Even the way people prepare for travel has changed remarkably in the age of the Internet.

We never travel anywhere without having first consulted trip advisor to, first of all, secure our accommodations. Recently when we travelled to Japan HY spent days reading through review after review of hotels in Osaka, Kyoto and then Tokyo only to find that her top picks had been completely booked out for the season. She felt devastated that all her effort had gone to waste when in the end we resorted to just grabbing whatever room was available.

But thinking about the whole experience I can’t remember what it was like to to travel somewhere with only a dog eared travel guide to lead us on. Without the aid of the Internet and online reviews I don’t know how we’d have the capacity to make decisions about where to go and what to eat either.

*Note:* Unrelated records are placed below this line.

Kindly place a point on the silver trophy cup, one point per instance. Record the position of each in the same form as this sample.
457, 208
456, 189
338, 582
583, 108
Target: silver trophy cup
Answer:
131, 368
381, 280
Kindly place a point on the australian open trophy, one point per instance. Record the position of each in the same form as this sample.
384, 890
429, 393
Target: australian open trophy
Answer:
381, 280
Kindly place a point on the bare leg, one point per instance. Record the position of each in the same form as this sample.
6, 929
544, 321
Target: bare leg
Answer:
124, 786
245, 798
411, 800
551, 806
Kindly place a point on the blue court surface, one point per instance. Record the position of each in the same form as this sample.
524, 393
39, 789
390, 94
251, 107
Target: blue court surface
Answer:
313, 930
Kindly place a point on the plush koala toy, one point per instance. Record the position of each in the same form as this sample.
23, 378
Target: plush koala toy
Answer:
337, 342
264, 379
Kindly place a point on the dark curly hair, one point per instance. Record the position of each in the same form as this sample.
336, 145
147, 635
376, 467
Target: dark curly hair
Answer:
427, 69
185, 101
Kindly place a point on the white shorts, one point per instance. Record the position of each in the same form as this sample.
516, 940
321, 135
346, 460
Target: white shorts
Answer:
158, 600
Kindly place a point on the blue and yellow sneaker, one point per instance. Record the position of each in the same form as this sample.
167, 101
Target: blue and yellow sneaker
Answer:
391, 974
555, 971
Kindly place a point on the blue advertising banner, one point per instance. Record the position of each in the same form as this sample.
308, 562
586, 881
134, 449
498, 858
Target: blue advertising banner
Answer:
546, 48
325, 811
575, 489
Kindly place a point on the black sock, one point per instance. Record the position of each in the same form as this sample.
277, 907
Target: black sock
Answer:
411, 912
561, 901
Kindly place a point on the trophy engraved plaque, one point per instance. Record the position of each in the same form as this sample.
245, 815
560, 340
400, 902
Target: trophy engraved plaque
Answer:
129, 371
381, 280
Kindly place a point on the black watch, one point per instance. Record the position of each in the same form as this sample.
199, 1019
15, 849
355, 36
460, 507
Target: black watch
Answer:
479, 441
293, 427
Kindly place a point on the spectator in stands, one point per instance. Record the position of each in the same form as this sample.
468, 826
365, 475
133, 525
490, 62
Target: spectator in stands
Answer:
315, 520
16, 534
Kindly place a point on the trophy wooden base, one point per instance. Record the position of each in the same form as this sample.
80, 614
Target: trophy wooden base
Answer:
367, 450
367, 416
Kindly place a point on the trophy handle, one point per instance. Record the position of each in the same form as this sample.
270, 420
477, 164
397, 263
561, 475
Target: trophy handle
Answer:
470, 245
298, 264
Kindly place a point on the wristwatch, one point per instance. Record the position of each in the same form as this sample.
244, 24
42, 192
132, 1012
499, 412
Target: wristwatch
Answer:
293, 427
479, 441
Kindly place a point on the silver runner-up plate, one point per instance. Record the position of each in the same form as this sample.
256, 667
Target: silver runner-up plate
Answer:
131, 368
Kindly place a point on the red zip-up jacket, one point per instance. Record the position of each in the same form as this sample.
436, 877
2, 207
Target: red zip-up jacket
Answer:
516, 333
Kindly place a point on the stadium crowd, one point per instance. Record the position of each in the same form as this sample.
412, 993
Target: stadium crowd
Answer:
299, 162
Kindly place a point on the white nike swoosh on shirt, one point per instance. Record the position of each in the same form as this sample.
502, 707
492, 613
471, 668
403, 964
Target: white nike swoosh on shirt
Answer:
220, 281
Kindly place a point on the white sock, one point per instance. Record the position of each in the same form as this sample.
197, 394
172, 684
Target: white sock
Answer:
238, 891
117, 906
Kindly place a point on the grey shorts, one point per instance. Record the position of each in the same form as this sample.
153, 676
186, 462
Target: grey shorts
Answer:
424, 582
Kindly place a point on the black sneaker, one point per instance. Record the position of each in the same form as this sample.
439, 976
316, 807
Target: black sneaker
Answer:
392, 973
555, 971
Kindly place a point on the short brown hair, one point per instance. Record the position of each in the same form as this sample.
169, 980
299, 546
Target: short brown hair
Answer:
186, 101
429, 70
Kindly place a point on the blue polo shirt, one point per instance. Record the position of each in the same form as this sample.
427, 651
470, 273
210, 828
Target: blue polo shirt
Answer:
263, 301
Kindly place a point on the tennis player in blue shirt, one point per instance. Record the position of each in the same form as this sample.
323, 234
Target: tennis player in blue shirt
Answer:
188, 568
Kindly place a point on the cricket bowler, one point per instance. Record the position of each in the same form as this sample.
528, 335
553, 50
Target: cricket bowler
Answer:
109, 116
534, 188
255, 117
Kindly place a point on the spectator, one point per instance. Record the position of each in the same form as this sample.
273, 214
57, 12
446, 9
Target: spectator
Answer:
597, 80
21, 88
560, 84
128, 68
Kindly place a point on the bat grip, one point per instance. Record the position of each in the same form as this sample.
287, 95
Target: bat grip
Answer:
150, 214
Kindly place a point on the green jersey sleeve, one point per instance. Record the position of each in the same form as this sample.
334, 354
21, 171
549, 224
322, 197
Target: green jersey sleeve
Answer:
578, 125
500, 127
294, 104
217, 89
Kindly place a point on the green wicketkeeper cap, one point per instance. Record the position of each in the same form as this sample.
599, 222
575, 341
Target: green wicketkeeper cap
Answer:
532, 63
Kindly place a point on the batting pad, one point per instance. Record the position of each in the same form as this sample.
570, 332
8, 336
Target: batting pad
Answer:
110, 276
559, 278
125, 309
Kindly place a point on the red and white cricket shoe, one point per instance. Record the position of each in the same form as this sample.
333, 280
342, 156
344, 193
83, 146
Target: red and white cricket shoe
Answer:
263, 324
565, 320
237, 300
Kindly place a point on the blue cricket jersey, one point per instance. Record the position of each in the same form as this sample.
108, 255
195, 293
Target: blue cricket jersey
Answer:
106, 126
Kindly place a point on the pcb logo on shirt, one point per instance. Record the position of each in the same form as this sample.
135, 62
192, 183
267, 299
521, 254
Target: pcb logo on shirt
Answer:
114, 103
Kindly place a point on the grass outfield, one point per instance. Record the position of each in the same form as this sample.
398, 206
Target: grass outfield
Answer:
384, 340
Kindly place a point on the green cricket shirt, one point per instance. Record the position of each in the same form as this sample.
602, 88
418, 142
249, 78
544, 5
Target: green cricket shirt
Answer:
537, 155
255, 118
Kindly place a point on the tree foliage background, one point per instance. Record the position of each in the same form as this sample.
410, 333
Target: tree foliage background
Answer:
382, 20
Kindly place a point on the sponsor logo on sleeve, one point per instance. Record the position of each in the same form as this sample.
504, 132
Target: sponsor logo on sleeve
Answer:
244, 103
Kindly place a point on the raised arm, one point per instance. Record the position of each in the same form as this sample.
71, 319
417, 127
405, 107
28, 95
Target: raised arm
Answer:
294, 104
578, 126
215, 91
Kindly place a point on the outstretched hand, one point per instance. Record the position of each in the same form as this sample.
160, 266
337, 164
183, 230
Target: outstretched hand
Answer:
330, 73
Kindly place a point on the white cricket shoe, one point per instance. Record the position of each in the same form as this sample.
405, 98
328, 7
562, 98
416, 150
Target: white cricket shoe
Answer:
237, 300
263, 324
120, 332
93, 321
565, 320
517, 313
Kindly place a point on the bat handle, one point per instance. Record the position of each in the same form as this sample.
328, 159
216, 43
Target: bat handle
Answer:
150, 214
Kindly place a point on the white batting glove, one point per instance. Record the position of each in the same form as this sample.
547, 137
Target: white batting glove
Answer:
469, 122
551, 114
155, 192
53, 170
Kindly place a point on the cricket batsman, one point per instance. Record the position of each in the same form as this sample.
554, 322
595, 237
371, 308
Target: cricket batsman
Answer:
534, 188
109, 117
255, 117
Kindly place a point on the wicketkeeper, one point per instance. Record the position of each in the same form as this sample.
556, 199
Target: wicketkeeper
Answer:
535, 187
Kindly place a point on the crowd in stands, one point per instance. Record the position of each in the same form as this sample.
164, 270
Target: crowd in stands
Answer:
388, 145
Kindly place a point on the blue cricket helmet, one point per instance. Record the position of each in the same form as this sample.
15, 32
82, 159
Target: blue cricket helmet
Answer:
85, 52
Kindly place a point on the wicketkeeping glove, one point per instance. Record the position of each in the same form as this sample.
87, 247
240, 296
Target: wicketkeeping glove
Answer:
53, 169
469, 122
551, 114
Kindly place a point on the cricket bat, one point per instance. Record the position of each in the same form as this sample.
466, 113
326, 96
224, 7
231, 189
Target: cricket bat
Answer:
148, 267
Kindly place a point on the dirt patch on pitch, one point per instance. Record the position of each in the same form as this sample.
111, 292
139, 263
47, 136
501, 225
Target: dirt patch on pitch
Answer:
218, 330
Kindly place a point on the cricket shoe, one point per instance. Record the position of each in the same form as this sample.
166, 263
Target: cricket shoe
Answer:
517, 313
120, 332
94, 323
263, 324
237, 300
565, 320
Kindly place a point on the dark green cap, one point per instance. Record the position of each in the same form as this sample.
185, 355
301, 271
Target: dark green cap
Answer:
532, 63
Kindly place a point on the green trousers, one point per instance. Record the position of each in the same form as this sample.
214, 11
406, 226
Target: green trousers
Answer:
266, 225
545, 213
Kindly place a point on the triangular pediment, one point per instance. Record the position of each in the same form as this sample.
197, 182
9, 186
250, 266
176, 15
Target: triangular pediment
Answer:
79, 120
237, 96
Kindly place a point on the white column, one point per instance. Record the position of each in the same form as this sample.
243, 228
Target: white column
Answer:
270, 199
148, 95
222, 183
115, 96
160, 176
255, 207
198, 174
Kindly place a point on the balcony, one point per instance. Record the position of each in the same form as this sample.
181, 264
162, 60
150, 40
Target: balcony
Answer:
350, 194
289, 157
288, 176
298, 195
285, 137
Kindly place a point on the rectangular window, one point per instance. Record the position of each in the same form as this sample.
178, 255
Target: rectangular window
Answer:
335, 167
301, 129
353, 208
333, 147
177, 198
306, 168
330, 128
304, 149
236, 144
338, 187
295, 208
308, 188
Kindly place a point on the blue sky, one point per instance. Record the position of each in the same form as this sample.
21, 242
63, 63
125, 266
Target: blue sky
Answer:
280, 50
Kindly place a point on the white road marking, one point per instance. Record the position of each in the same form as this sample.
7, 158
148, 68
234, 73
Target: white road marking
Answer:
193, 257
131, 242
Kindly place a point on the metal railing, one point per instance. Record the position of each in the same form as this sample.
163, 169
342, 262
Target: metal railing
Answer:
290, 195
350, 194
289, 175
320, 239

But part of the beauty of traveling is to get out of ones comfort zone and experience something different, unexpected and maybe even unpleasant. Relying on reviews and information posted by others does help to alleviate the discomfort from learning the directions to a new place but it also erases the possibility of learning something new and surprising.

By far the best travel experience I’ve had is when we stayed in a suburb outside Napoli whilst traveling through Italy. We arrived there without a clue where to eat and spent hours walking the streets looking for something good. The restaurant we settled on had no menu in English and neither did the waiters speak it very well. We quickly got the impression that hardly any tourists (especially of the Asian variety) had ever stepped through their door. Despite all these cultural and linguistic barriers we some how manage and the food we ate was by far some of the best we’d had our whole trip.

When I look back I chuckle at how the waiters struggled so admirably to get us to understand the ingredients, even bringing a live sample (a type of prawn) out of the kitchen to show us. They were entirely taken by how much we enjoyed the food that they couldn’t help but grin and peek out of the kitchen at us as we photographed it before gobbling it down. What funny people we must have seemed to them!

But the experience was not one we had arranged via some other persons review online. It was, I believe, a unique and special experience whose memory I treasure.

These days I fantasize about traveling that way again. Boldly walking into the unknown to allow myself a grand adventure in the real sense of that word. But like the author above I too am now traveling with a coterie of small children and that puts some boundaries on my travel. I do need to know if child friendly facilities (read: clean public toilets) are nearby wherever I go. Serendipity is just not a luxury I can afford with kids.

So whilst I bemoan the transformation of travel into a sterile more predictable experience I do see its value and how it has benefited my family and I. But one day down the road I do want to travel with an open mind and pick the path less chosen despite the siren call of the endless reviews online.